Recently we were involved with an employee claim regarding anti harassment and the HR and hiring manager were really struggling in that the supervisor who was accused of the harassing had been an exemplary employee for the past 15 years. Here’s what we shared to help the process move along as needed:
* While it’s totally understandable to want to treat the supervisor differently because he is such a good employee, when it comes to claims of this nature, following past protocol and the company’s procedures is paramount. It would be very difficult to defend the logic behind different treatment based on the organization’s view of a particular individual.
* Speaking of procedures, be sure to document and file both the process being followed and all statements shared either through email or during interviews. As one of my favorite mentors once shared a long time ago: “she who has the best documentation, wins.” Too many times in our experience, the file on any given claim is incomplete and/or filled with conjecture and opinion instead of fact and first hand observation. So when you build the file, make sure you look at it through the lens of opposing counsel to ensure it’s complete and accurate.
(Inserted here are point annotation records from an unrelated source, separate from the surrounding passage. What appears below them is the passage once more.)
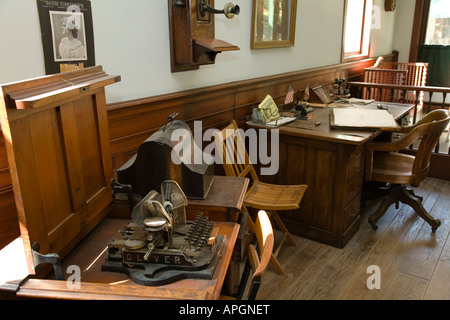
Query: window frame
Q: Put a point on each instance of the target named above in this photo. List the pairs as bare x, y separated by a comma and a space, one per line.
363, 52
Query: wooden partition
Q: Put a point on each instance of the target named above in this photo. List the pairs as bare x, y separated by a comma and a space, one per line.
131, 122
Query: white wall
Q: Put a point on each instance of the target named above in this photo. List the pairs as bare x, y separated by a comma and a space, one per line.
132, 40
403, 28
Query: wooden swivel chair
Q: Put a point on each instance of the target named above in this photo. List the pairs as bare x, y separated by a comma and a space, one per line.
256, 262
260, 196
385, 164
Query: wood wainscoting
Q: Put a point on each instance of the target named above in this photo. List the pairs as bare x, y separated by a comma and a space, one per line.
131, 122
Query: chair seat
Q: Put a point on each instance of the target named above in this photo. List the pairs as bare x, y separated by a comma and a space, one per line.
274, 197
392, 167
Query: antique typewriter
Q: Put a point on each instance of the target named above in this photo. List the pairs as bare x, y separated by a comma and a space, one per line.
159, 246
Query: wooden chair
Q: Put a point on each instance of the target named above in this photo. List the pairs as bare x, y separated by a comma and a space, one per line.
260, 196
385, 164
257, 262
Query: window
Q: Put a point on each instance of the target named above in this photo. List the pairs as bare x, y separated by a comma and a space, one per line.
356, 32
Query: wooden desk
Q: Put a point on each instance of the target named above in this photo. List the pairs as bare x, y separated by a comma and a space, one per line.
223, 201
331, 163
91, 253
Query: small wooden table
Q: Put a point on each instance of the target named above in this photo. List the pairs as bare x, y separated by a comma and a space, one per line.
89, 256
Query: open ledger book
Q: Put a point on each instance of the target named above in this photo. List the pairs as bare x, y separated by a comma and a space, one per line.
355, 118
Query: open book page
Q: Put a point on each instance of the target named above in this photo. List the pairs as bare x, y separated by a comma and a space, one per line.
362, 118
269, 109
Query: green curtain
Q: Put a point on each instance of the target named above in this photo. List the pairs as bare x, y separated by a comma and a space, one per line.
438, 58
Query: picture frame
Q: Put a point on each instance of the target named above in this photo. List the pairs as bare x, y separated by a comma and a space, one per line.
67, 34
271, 28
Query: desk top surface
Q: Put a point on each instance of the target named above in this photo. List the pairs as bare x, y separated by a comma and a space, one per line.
91, 253
318, 124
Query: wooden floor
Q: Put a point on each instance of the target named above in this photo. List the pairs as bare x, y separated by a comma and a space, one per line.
414, 263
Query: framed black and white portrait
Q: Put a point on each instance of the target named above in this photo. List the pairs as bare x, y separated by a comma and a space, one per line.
67, 34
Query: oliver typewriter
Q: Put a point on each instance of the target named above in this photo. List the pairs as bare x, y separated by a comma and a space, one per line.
159, 246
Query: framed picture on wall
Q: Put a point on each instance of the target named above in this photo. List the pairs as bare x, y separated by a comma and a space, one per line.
67, 34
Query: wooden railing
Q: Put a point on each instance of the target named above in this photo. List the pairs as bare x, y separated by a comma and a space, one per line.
358, 87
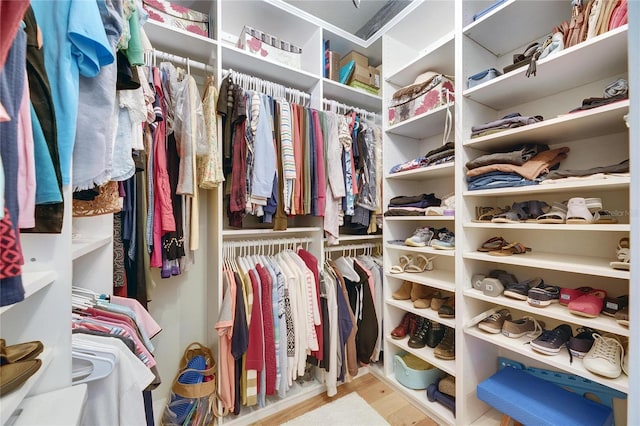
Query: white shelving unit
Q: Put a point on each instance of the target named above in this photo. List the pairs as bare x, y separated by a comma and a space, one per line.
564, 255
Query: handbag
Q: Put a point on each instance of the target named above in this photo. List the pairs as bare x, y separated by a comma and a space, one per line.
194, 397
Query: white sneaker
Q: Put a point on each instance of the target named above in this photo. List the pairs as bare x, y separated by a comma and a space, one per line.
605, 357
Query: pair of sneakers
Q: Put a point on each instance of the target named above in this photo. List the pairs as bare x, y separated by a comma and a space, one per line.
442, 239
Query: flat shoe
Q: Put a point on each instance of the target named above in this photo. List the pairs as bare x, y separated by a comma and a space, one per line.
13, 375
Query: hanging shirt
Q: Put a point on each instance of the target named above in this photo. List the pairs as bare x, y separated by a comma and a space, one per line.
76, 43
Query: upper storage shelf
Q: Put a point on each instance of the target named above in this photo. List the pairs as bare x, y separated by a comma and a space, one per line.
595, 59
173, 40
514, 23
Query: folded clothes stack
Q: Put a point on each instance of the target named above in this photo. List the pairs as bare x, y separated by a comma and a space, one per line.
416, 205
523, 166
442, 154
510, 121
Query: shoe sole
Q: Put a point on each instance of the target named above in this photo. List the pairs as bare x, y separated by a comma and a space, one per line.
514, 295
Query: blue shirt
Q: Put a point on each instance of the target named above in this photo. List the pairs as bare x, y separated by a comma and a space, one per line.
75, 43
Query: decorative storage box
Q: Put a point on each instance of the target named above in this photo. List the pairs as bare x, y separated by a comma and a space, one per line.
430, 91
268, 46
414, 373
179, 17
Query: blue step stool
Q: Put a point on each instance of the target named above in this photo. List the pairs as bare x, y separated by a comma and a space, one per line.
533, 401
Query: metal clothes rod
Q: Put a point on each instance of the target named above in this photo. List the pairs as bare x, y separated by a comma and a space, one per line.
188, 62
335, 106
351, 247
249, 82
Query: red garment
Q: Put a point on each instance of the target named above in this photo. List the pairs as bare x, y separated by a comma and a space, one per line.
163, 220
269, 332
320, 171
255, 349
11, 13
312, 263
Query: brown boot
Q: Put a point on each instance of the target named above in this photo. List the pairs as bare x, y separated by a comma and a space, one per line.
404, 292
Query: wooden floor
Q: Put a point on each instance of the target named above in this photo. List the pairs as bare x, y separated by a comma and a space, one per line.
389, 404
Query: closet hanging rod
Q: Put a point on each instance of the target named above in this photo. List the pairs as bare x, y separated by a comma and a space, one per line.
331, 104
188, 62
250, 82
351, 247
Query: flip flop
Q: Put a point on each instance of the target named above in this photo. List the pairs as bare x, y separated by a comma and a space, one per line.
420, 264
508, 250
403, 262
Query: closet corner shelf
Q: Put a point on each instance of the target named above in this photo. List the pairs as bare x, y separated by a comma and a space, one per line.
12, 400
419, 218
516, 31
426, 353
32, 283
438, 278
553, 75
560, 361
60, 407
83, 246
407, 306
587, 265
240, 60
422, 173
604, 120
184, 43
610, 183
618, 227
438, 56
351, 96
424, 125
555, 311
428, 251
268, 232
419, 397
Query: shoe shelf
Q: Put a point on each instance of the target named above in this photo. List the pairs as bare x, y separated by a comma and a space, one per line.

* Lastly, adhere to what’s required by either your Collective Bargaining Agreement (CBA) or regulatory law. Most CBA’s include what exactly the employer is obligated to do in terms of the unit employees rights throughout the investigation and communications to the union itself. Like many employer related policies of late, make sure your Anti Harassment Policy is updated according to any changes at either the federal or state level. California Employers were required to make a number of updates this past April and other states are following suit.